Instead of dealing with large green pipes you have to jump into,
I have to deal with peristaltic pump tubing.
These little tubes are used to carry liquids into the mass spec. Other people use them too, such as chemists who use HPLC, IC, and SFA.
About twice a month, I have to run an analysis called FIAS or TTRA. Too make a long expanation short, the samples are mixed with buffer (pH 5.5) and internal standard (Y, In, Tb) all "online", then pushed through a column with an affinity resin that grabs the transition metals and lets the group I metals pass through. Then, the column is washed with acid, which rinses the transition metals into the mass spec which sorts them and counts them.
The way the literature describes to do this was unecessarily complicated.
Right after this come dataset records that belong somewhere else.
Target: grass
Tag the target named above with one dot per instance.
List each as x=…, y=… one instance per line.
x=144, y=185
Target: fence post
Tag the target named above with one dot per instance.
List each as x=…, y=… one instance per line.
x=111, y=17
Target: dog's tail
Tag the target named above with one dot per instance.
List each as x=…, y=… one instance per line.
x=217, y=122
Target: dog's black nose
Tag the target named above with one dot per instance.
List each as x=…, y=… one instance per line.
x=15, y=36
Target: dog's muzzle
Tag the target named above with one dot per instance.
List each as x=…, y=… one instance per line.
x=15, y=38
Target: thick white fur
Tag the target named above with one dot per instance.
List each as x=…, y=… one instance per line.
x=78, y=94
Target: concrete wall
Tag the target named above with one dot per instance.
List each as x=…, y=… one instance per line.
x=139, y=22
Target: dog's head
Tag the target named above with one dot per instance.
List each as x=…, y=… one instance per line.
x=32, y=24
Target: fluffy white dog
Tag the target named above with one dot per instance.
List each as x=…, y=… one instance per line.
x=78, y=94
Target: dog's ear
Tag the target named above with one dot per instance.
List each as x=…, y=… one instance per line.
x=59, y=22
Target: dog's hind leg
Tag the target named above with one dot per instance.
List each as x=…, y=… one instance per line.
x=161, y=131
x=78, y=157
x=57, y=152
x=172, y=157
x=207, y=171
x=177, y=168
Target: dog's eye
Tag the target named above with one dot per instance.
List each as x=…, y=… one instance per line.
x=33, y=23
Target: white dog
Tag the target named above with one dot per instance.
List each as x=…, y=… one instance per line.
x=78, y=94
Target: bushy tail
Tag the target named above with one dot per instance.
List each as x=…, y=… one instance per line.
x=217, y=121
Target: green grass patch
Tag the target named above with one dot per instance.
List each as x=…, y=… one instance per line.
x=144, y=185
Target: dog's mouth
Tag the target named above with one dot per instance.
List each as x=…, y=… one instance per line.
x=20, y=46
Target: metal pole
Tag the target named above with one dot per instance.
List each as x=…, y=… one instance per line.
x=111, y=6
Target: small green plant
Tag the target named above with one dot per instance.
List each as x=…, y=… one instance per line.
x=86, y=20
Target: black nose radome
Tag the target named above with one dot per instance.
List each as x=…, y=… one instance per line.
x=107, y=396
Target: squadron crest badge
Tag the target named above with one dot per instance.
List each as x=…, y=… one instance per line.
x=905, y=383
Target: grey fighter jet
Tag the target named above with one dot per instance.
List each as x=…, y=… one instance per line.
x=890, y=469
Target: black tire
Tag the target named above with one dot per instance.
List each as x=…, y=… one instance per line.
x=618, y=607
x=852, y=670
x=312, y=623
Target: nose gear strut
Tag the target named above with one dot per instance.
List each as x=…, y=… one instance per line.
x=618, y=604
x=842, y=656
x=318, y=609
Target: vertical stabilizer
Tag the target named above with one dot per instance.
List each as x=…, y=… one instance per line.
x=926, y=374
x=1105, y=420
It explained using a sample loop and employing a water line to wash the column. It involved two valves, two pumps, four peristaltic pump lines, a double six-way valve, and finally the column.That's the way I did it and it worked for a while, but eventually it stopped working properly and I couldn't fix it. So instead of spending multiple days troubleshooting, I decided to just completely start over and re-think the whole thing.
I re-plumbed it much more simple and straight forward. Both valves, half of the double six-way valve, and the water line ended up being unnecessary. Now, loads of para-film were no longer needed to prevent leaks in the peristaltic pump tube connections. Also, less sample is used.